Re: EXPath binary module - comments - bin:decode-string() from Michael Sokolov on 2013-08-05 (public-expath@w3.org from August 2013)

From: Michael Sokolov <sokolov@falutin.net>
Date: Mon, 05 Aug 2013 10:06:45 -0400
To: John Lumley <john@saxonica.com>
Cc: EXPath ML <public-expath@w3.org>
Message-id: <51FFB175.1050401@falutin.net>

By far the largest source of decoding errors I've seen is the confusion 
of various 1-byte character sets (like windows-1252, iso 8859-1) with 
utf-8.  In this case the majority of characters will be equivalent, but 
there will be occasional errors. It's reasonable either to provide some 
sort of error recovery: ie to insert replacement characters where ther 
are errors, or to simply raise an error.  Both behaviors are useful in 
different circumstances.

Given the API as currently specified, I think strict checking is the 
only choice.

It seems this spec is getting close to baked, but perhaps in some future 
revision of this spec, we might want to consider adding error recovery?

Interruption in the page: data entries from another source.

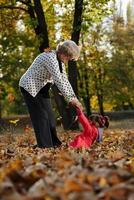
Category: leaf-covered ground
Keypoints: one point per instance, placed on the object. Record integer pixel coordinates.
(104, 172)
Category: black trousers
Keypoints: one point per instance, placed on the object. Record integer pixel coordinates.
(42, 117)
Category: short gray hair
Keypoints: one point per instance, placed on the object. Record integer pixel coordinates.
(69, 48)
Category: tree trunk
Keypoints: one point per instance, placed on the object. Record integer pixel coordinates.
(72, 67)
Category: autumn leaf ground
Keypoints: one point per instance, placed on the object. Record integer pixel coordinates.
(103, 172)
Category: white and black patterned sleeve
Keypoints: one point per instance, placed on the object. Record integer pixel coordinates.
(60, 80)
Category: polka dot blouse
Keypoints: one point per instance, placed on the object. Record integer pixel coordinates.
(44, 69)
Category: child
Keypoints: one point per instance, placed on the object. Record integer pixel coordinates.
(93, 130)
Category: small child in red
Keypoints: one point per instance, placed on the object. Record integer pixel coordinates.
(93, 130)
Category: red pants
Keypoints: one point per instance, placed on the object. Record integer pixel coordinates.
(89, 134)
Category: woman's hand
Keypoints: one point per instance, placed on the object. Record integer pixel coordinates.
(76, 103)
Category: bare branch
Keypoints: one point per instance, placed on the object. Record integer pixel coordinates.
(12, 7)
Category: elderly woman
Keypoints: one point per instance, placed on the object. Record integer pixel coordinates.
(48, 68)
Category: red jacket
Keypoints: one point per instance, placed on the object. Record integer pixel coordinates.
(89, 134)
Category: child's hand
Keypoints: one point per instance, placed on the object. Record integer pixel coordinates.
(76, 103)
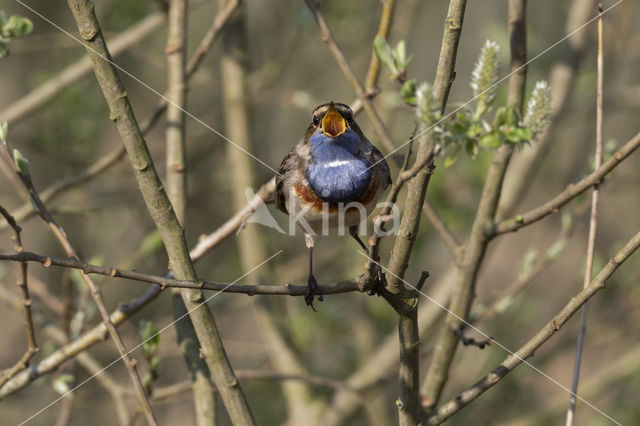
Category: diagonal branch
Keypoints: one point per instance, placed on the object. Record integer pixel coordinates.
(96, 294)
(98, 333)
(160, 210)
(32, 345)
(528, 349)
(103, 164)
(572, 191)
(471, 260)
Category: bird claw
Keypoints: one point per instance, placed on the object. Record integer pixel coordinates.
(381, 283)
(313, 289)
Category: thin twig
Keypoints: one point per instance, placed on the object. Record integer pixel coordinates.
(448, 237)
(176, 181)
(160, 209)
(528, 349)
(166, 282)
(572, 191)
(96, 294)
(103, 164)
(126, 310)
(343, 63)
(562, 80)
(32, 344)
(38, 97)
(386, 18)
(593, 224)
(474, 251)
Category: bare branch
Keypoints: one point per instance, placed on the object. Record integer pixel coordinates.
(527, 350)
(593, 224)
(344, 65)
(160, 209)
(96, 294)
(32, 344)
(477, 244)
(572, 191)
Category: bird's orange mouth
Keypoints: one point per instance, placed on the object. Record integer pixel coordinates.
(333, 124)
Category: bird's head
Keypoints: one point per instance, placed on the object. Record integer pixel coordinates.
(333, 121)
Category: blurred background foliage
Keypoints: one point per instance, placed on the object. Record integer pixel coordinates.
(290, 72)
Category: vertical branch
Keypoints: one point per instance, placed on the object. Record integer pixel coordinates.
(176, 158)
(96, 294)
(475, 249)
(301, 403)
(32, 345)
(383, 31)
(176, 93)
(161, 211)
(343, 63)
(523, 166)
(593, 224)
(409, 404)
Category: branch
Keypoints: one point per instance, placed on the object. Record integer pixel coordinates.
(410, 400)
(593, 224)
(448, 237)
(572, 191)
(528, 349)
(160, 209)
(126, 310)
(165, 282)
(526, 162)
(96, 294)
(203, 390)
(32, 344)
(44, 93)
(475, 249)
(105, 163)
(383, 31)
(343, 63)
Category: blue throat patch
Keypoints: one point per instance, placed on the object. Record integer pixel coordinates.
(337, 172)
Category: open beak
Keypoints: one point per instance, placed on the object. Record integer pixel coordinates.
(333, 124)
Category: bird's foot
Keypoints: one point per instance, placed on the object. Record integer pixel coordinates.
(380, 283)
(313, 289)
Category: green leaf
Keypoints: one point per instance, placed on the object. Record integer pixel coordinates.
(529, 261)
(513, 117)
(451, 158)
(474, 131)
(408, 92)
(471, 148)
(18, 26)
(500, 118)
(63, 383)
(3, 131)
(554, 251)
(152, 243)
(149, 337)
(384, 54)
(21, 162)
(492, 140)
(401, 52)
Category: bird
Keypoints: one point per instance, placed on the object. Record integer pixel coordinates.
(332, 177)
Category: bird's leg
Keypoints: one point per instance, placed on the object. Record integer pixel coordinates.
(353, 231)
(312, 285)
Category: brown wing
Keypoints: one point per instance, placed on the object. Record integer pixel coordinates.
(287, 167)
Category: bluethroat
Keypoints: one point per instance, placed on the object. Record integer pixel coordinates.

If we provide error recovery, there must to be some way to indicate that 
an error occurred, even while returning a value.  We could return a 
sequence of (decoded-string, result-status), eg.

Another useful feature here could be the ability to detect and strip or 
replace invalid characters taken from some character set (not 
encoding).  An example that comes up repeatedly for us is invalid HTML 
characters provided in XML (where they are not invalid).  Is there an 
opportunity to scan for this in some efficient way here?  So a possible 
elaboration of character decoding might be:

1) default behavior is to throw an error "an invalid byte sequence XXXX 
for character set YYYY was encountered at byte position ZZZZ" or 
something like that
2) user may request error recovery: either dropping the offending 
character, or replacing it with some other character
3) character sets would optionally be enhanced with additional 
restrictions (HTML chars only: XML chars only)

-Mike

On 8/5/13 9:30 AM, John Lumley wrote:
> There is an outstanding issue about handling decoding errors when 
> decoding strings which will need some addressing.  Such errors can 
> occur under the following circumstances:
>
>  1. The encoding is known but defined incorrectly (e.g. using UTF-8
>     when UTF-16 was used to encode)
>  2. The length to decode wasn't 'complete', i.e. some hanging
>     multi-octet characters were incomplete
>  3. There was a phasing error at the start, i.e. the start point was
>     not at a code-point boundary.
>
> We must assume that the decoding error can be detected of course. The 
> question then is what should be done, and whether any form of recovery 
> should be supported.
>
> The simplest of course is to thow an error (which try/catch can field) 
> - but do we want to try and tell what the error is? In some cases the 
> 'replacement character' can be substituted - this is especially true 
> with self-synchonising encodings such as UTF-8. But even then do we 
> want to signal the error, and if so, to where does the 'decode with 
> replacement character' string get returned? (In XSLT 3.0 we could 
> build a reporting structure that was bound to the $err:value 
> variable... XSLT-2.0 of course doesn't have a try)
>
> Others in this community will have far more experience of this issue 
> than I, so I'd welcome your thoughts. Decoding error management does 
> need to be defined for this function
>
> -- 
> *John Lumley* MA PhD CEng FIEE
> john@saxonica.com <mailto:john@saxonica.com>
> on behalf of Saxonica Ltd

Received on Monday, 5 August 2013 14:07:46 UTC